No segundo que escutou a notícia, Dimitri começou a gritar em celebração, se levantando para me abraçar pela cintura e me girar no ar.
— Elaine! Estou tão feliz por você! Eu sabia que ia conseguir!
Dimitri me ofereceu uma bebida alcoólica para comemorarmos juntos. Eu o lembrei que não poderia beber porque estava dirigindo, então brindamos com água. Em seguida, ele queria me ver dirigindo, então, o levei para o carro de Nikolai e demos uma volta pela cidade, até o meu apartamento — o meu, não o de Nikolai — pois queria oferecê-lo um brinde de verdade.

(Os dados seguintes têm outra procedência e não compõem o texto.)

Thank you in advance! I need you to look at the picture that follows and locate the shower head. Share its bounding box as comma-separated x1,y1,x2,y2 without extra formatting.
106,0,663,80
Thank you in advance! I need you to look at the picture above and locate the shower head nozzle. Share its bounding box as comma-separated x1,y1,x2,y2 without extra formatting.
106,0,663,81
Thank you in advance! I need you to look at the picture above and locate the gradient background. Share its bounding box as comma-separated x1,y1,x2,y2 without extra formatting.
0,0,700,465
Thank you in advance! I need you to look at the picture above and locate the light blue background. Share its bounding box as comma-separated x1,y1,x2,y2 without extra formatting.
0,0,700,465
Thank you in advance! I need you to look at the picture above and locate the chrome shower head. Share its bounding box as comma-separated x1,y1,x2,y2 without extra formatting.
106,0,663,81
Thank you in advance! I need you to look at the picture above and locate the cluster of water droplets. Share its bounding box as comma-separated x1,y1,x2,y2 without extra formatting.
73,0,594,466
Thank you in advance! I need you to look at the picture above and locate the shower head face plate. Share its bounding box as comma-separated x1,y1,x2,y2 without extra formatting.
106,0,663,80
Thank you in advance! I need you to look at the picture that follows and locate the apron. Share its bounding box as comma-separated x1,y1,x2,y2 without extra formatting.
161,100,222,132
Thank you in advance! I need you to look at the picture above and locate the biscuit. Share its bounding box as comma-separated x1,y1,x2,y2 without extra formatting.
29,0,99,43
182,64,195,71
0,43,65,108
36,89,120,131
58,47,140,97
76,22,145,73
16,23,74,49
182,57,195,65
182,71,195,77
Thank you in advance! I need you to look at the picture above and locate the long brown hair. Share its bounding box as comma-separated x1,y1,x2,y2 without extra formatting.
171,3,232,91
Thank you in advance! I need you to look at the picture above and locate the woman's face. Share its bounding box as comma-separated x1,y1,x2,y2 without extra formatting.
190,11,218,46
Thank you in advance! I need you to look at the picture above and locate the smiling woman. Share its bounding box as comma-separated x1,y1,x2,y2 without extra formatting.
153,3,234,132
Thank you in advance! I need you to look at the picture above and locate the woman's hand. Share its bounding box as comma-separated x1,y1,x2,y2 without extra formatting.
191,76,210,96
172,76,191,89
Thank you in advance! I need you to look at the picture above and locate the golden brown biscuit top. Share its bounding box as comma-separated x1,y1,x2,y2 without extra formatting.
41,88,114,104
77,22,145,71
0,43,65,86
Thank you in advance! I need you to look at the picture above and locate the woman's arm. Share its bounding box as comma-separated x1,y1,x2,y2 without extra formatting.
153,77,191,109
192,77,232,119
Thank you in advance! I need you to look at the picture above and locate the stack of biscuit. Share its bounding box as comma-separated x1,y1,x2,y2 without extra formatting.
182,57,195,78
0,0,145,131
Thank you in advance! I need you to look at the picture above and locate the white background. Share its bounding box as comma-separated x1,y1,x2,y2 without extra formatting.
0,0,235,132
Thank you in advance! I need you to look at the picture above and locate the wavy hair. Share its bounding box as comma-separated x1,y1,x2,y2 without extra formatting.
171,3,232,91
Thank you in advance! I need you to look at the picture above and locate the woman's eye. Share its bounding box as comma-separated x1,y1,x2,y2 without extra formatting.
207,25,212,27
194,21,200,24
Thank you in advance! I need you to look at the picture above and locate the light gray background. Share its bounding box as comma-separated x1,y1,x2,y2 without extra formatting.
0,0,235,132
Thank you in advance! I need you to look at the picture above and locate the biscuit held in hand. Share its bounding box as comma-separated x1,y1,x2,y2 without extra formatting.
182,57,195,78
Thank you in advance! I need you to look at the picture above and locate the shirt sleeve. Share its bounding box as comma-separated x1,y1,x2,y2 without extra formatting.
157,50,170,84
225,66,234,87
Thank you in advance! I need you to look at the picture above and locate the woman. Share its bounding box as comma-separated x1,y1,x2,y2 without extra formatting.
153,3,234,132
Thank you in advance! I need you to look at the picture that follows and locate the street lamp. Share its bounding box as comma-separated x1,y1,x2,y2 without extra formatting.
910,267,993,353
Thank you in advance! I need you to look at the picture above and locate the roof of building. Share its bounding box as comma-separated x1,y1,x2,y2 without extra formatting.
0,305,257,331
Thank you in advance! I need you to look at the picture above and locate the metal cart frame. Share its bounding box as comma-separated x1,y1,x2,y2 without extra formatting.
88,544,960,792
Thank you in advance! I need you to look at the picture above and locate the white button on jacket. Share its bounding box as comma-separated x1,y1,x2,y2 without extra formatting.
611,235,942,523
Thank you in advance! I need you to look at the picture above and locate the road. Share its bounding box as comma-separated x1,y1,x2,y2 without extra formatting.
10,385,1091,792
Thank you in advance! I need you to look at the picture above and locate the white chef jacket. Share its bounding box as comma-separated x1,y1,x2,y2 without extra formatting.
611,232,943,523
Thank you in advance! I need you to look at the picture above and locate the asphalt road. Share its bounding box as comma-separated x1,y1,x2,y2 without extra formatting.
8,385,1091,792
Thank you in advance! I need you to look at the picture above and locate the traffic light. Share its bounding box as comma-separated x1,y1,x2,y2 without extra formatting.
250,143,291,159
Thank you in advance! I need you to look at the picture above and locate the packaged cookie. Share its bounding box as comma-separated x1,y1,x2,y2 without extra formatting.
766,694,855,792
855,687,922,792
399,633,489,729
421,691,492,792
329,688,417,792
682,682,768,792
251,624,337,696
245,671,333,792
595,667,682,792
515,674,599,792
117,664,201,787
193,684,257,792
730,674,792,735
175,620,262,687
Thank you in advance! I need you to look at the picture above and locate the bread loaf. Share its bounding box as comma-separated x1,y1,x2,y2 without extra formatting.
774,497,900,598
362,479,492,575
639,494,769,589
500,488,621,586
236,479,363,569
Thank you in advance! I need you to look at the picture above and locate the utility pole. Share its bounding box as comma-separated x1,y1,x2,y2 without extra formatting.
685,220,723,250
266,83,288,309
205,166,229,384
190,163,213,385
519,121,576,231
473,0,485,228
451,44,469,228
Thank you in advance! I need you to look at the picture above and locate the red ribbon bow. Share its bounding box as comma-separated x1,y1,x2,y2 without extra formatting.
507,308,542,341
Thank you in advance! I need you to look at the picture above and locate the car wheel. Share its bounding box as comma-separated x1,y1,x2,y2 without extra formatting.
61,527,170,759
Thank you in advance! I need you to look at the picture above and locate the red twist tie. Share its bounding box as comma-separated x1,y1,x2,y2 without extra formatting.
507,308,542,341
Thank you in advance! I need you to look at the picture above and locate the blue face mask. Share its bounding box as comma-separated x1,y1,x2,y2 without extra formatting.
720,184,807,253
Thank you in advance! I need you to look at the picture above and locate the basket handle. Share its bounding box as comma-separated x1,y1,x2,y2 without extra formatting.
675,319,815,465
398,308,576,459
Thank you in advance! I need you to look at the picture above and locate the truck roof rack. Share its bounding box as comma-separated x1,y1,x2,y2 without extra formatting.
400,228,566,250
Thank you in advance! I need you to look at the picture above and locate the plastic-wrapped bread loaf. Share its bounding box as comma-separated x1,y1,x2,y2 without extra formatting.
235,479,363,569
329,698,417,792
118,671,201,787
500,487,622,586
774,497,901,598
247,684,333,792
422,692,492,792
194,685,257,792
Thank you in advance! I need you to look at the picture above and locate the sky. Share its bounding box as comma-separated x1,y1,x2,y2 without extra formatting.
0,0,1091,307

Contudo, para minha surpresa, meu noivo estava parado na frente do prédio, ao lado de um carro volvo xc60 vermelho, com um grande laço dourado no topo.
— Oi, Nick... — o cumprimentei envergonhadamente ao sair do carro. — Pensei que fôssemos nos encontrar na sua casa.
— Eu... — Nikolai pigarreou, alternando o olhar entre eu e o irmão. Nenhum dos dois se deu ao trabalho de se cumprimentar. — Eu queria fazer uma surpresa. — ele apontou para o carro vermelho. — É um presente... pela carteira de motorista.
A única reação que tive foi de sorrir de orelha a orelha para meu noivo, admirada e comovida pelo presente.
— Nick... Você não precisava.
— Tudo pela minha futura senhora Tarasova. — ele sorriu, e eu me aproximei para beijar seus lábios.
— Obrigada.
— Sem querer atrapalhar os pombinhos... — Dimitri nos interrompeu. — Mas acho que já vou indo.
— Pegue esse carro. — falou Nikolai, jogando para ele as chaves do carro que eu dirigira até ali, e colocando o outro braço ao redor do meu pescoço.
— Obrigado. — desse modo, ele se voltou para mim, atravessando a minha alma ao me olhar, como sempre fazia. — Parabéns de novo, Elaine. Por favor, não atropele ninguém na rua, ou vão culpar seu instrutor. — zombou.
— Vai ser muito difícil, mas vou tentar. — ironizei. — Obrigada de verdade. Por tudo.
Dito isso, Dimitri acenou com a cabeça para mim, depois para o irmão, e saiu.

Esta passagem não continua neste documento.